Bucs coach Raheem Morris has become increasingly skittish this season, most recently dropping an “F” bomb while discussing his decision to take a page from the Mike Singletary coaching playbook. Morris is nervous for a very good reason.
Morris has a contract that runs through 2012. While G.M. Mark Dominik received earlier this year a four-year extension, Morris hasn’t.
And so after the 2011 season, the Bucs need to decide whether to extend Raheem’s deal, to let him coach as a lame duck, or to move on.
Though there’s currently no obvious reason to believe that the Bucs will fire Morris, Morris knows that plenty of stuff can be happening behind the scenes. He knows this because, in early 2009, he and Dominik were the guys who secretly were being lined up behind the scenes to replace former head coach Jon Gruden and former G.M. Bruce Allen.
So what’s happening behind Raheem’s back now? He’s surely wondering about that, and that’s surely making him even more anxious than he should be.
Some would say that, by taking the job held by his former boss while his former boss didn’t know he’d be the former boss, Morris deserves a similar fate. Regardless, his own experiences are now making him wonder what ownership may be cooking up without his knowledge. And if ownership isn’t up to something, they need to extend Raheem’s contract sooner rather than later, in order to put the coach’s mind at ease regarding a dynamic that ownership utilized when hiring him in the first place.

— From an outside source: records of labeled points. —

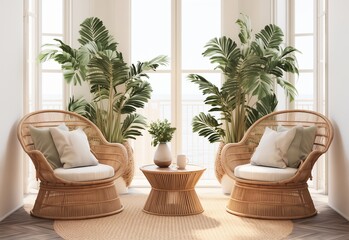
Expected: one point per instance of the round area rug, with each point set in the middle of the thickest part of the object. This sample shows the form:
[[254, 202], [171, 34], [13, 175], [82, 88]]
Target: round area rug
[[133, 224]]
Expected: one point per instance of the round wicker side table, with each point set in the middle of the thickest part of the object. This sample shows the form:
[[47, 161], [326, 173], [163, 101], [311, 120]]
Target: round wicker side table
[[173, 190]]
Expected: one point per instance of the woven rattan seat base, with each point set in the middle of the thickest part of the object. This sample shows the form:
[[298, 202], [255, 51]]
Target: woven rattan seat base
[[77, 202], [173, 191], [271, 202]]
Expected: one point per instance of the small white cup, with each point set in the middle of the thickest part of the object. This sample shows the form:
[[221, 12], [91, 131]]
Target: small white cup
[[181, 161]]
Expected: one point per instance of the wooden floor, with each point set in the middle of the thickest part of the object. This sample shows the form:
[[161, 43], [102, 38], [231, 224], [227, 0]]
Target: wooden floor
[[326, 225]]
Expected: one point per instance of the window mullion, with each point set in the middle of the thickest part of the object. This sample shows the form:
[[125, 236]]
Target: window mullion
[[176, 79]]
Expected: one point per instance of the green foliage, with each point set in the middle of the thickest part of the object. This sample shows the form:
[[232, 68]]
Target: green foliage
[[117, 90], [161, 131], [251, 70]]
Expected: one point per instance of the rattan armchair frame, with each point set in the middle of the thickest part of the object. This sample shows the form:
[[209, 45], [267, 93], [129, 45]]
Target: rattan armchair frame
[[61, 199], [287, 199]]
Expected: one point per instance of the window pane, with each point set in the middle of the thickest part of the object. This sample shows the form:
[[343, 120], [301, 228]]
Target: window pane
[[305, 88], [151, 29], [159, 107], [304, 15], [52, 91], [306, 58], [51, 64], [52, 17], [200, 23], [198, 148]]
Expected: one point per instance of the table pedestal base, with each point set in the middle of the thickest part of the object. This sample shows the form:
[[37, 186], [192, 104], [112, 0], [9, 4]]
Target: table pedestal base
[[173, 203]]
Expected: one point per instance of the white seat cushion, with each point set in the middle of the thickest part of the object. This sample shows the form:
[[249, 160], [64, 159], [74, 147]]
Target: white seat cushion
[[89, 173], [262, 173]]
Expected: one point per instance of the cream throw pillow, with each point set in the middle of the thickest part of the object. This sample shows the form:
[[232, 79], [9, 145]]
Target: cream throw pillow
[[73, 148], [272, 148], [43, 142], [301, 146]]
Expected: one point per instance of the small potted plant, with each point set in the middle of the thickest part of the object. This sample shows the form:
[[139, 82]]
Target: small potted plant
[[161, 132]]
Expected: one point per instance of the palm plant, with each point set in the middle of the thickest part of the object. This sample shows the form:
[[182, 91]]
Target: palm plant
[[251, 71], [117, 90]]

9. Chris Johnson moves closer to being Chris Johnson again.
Last week, Titans running back Chris Johnson rushed for 190 yards. It created the impression that Johnson has finally rediscovered the magic that fueled a holdout that caused him to lose said magic. But the tape showed a guy who still couldn’t explode like he did earlier in his career.
This week, Johnson added another 153. And there were hints that he’s getting closer to rediscovering his ability to hit a hole and explode vertically, untouchable even by men who think they have an easy angle on him.
If Johnson can get it back this year, the Titans could be a major factor. The No. 6 seed remains up for grabs, with a total of five five-loss teams, each of whom hold a two-game lead over the next cut of contenders. The Titans are among that quintet, and they’re likely the most overlooked. With Johnson churning up the yardage and getting closer to playing like his old self, maybe they shouldn’t be.
10. Schwartz needs to get his team under control.
Much has been said about the stomping incident committed on Thanksgiving by Lions defensive tackle Ndamukong Suh. More should have been said about the role of coach Jim Schwartz in nudging his players toward the line over which Suh leapt, and then pretending to have no responsibility when it happened.
Schwartz wants his defensive players to be salty, nasty. It makes them more aggressive, which makes them more intimidating and thus more effective. The mindset traces directly to Schwartz’s time in Tennessee where, despite having an influential position on the Competition Committee, Titans coach Jeff Fisher cultivated a chippy defense that wasn’t above a periodic punch or kick or, as the case may be, cleat stomp on a bare forehead.
With Schwartz enabling and/or creating Suh, other players have followed suit — on offense. Last night, receiver Titus Young drew a drive-killing penalty for an open-handed blow to the head worse than the one that got Richard Seymour ejected in Miami. Then, tight end Brandon Pettigrew, during a late-game drive even more deliberate than Donovan McNabb’s punt-pass-and-puke effort in Super Bowl XXXIX, actually shoved an official. Amazingly, Pettigrew wasn’t ejected.
At some point, Schwartz needs to be held responsible for the conduct of his players. The NFL decided this year to implement a procedure for fining teams based on certain player misconduct; the program needs to be expanded to take money out of the coaches’ pockets, too.
Then again, if enough dumb penalties contribute to enough losses, coaches like Schwartz ultimately will be held accountable, since they’ll be fired.